Ill be back with my conditioners and mixes.


----------



## assiyrabomb (Jan 2, 2012)

I want to join!

Below are my conditioners:

Protein:
Creme of Nature Argan oil Intensive Con
Miss Keys 10 en 1
Olive Oil Replenishing Pack

Moisture:
Neutrogena Triple Moisture Deep Con
Aussie 3 Min Deeeep Con

I'll deep condition once a week under a hooded dryer.


----------



## Ebonybunny (Jan 2, 2012)

If its not too late, I'd like to join  My hair is NL , Natural 4b. I deep condition with either Giovanni Smooth as Silk or Lustrasilk Cholesterol Shea Con.
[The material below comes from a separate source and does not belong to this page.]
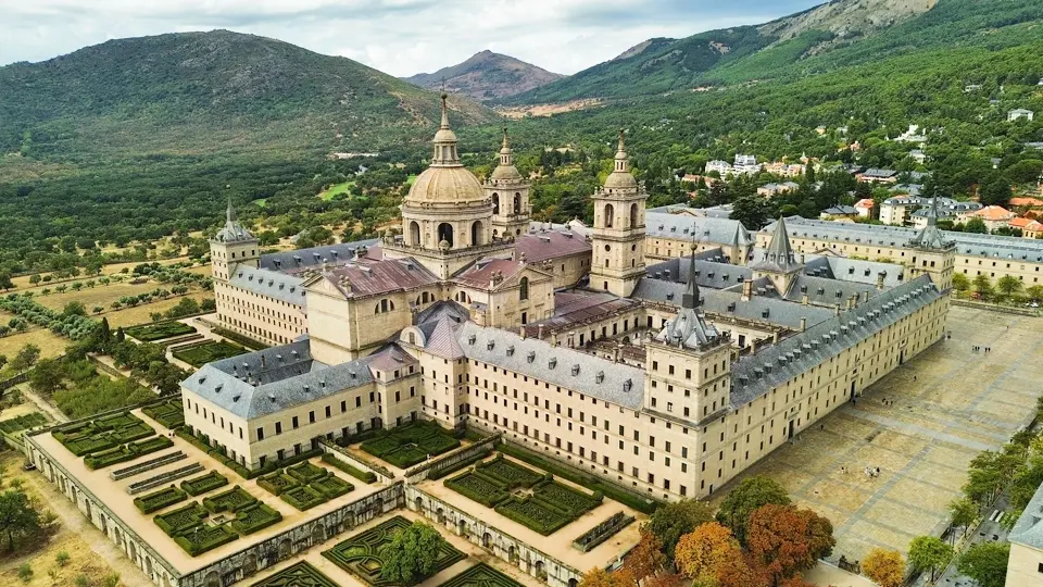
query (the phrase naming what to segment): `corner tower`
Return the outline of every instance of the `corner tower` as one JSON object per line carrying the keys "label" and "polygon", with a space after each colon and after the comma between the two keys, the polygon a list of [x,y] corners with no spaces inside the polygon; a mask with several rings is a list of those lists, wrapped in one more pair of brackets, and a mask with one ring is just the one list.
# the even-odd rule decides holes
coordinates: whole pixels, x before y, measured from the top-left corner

I use Aphogee's 2 min recon on my hair 2x a month , and follow it with a moisturizing DC .


----------



## silentdove13 (Jan 2, 2012)

I love this challenge. when I focused and was consistent boy did my hair love it and grow.

I plan to dc once a week with no heat for an hour.

I plan to use the henna packs I still have and go shopping for something else later.


----------



## 13StepsAhead (Jan 2, 2012)

My name is already n the list  i will be DCing 1-2xs a week alternating between moisture and protein depending on what my hair needs.


----------



## Nix08 (Jan 2, 2012)

DC'ing now with avg, oil treatment from last night (avocado, olive and wgo) and AO WC.  First with a shower cap for 30 min, then under the steamer for 10 -15min.  I will then spritz with rose water and saa and cover again for up to 30 minutes......that should be delightful enough


----------



## bajandoc86 (Jan 2, 2012)

I did a protein DC with AOGPB and SD Shea What.  I'm going to order some more AOGPB right nah.


----------



## NappyNelle (Jan 2, 2012)

Steaming with AO GPB; then I'm going to do my workout with the conditioner still baggied on my hair. I will probably follow up with HSR. LOL I'm trying to start the year off right with extra pampering.


----------



## B_Phlyy (Jan 2, 2012)

I'm in. I'll be DCing twice a week. Right now I'm rotating Queen Helene Cholesterol and ORS Olive Oil Paks.


----------



## bajandoc86 (Jan 2, 2012)

I'm back under the steamer with Jasmine's A&S DC in caribbean coconut. I had totally forgotten about this one until I was listing my products to use for this challenge.


----------



## Diva_Esq (Jan 2, 2012)

halee_J: I want in, please! I either overnight DC using hot towels and body heat or I use my hooded dryer with one of these conditioners: Joico Moisture Recovery Balm, Elucence Moisture Balance.  I plan to try some other new DCs too.

Thanks!!!


----------



## Poranges (Jan 2, 2012)

DC'd for 1.5 hrs with Silk Dreams Shea What


----------



## JustGROWwithIt (Jan 2, 2012)

I two strand twisted my hair last night. Took forever! I had to keep stopping and also I did them smaller than usual. I am hoping to keep them in for 2 weeks and redo them for another 2 weeks after that and hopefully get close to an inch of growth in those 4 weeks. We'll see how they hold up! I'll be GHE'ing every night and M&S'ing nightly along with applying MT and Beemine sulfer serum mix to my scalp every other night and massaging. And I will do a weekly wash and DC and a mid-week co wash with MT.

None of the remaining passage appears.